Thank you for the great discussion. You've put your finger on the right thing I think. We can now dispense with the old VC-type thinking (i.e., that it's because the hypothesis space is not complex enough that we get generalization). Instead now the real question is this: is it the loss landscape itself, or the particular way in which the landscape is searched that leads to good generalization in deep learning.
One can think of perhaps an "exhaustive" search with say God's computer of the loss landscape and pick an arbitrary point among all the points that minimize (or are close to the minimum). Or with our computers we can merely sample. But in both cases, it's hard to see how one would avoid picking "memorization" solutions in the loss landscape. Recall that in an over-parameterized setting, there will be many solutions that have the same low training loss but very different test losses. The reference in my original post [1] shows a nice example with a toy overparameterized linear model (Section 3) where multiple linear models fit the training data but they have very different generalizations. (It also shows why GD ends up picking the better-generalizing solution.)

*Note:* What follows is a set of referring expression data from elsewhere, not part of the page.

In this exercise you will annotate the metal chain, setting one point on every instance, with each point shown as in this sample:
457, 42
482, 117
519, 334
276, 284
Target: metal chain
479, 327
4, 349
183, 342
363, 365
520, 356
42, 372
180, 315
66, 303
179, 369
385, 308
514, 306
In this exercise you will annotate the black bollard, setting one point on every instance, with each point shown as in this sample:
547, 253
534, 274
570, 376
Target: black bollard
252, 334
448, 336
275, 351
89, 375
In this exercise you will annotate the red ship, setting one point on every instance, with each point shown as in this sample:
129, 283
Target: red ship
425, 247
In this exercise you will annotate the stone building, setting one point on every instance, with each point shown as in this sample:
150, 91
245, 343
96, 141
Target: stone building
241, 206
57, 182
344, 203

Now people have argued that the curvature around the solution is a distinguishing factor between well-generalizing solutions and not. Though already now we are moving into the territory of how to sample the space i.e. the specifics of the searching algorithm (a direction you may not like), but even if we press ahead, it's not a satisfactory explanation since in a linear model with L2 loss, the curvature is the same everywhere as Zhang et al. pointed out. So the curvature theories fail for the simplest case already unless one believes that somehow linear models are fundamentally different from deeper and non-linear models.

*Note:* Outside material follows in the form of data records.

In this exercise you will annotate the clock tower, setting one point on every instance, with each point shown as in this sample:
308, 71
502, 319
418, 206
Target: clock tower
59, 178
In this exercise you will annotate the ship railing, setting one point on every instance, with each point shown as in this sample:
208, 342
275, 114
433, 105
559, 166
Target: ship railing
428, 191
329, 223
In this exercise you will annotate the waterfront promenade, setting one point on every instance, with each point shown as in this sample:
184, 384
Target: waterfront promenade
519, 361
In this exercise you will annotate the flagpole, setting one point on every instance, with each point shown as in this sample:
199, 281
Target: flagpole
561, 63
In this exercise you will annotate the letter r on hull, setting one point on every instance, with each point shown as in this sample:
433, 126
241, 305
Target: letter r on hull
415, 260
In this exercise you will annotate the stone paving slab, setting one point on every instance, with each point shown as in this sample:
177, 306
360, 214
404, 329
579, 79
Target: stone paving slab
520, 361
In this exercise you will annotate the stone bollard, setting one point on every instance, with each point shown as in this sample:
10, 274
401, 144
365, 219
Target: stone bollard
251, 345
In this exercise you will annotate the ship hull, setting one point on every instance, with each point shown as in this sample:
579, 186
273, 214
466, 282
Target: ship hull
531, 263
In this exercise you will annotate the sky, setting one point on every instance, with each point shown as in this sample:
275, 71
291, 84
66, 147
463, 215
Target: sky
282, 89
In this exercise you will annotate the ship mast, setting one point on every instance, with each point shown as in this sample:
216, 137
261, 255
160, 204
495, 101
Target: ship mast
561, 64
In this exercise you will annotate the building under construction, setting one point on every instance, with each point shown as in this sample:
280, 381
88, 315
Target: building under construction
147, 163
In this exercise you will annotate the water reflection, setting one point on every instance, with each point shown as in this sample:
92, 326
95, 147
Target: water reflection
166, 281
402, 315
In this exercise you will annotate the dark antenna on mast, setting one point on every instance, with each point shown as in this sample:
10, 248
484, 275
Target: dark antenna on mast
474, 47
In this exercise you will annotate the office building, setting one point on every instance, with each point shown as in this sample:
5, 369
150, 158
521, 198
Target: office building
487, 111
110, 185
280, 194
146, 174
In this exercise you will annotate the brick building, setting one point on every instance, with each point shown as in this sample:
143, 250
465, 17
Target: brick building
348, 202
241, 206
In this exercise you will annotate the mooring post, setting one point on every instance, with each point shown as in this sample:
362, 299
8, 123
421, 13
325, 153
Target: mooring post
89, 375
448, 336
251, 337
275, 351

[1] points out other troubling facts about the curvature explanation (Section 12), but one I like more than the others is the following: As per curvature theories the reason for good generalization at the start of the training process is fundamentally different from the reason from good generalization at the end of the training process. (As always, generalization is just the difference between test and training, and so good generalization is when that difference is small; not necessarily that the test loss is small.) At the start of the GD training process curvature theories would not be applicable (we just picked a random point after all) and so they would hold that we get good (in fact, perfect) generalization because we didn't look at the training data. However, at the end of training, they say we have good generalization because we found a shallow minima. This lack of continuity is disconcerting. In contrast, stability based arguments provide a continuous explanation: the longer you run SGD the less stable it is (so don't run it too long and you'll be fine since you'll achieve an acceptable tradeoff between lowering the loss and overfitting).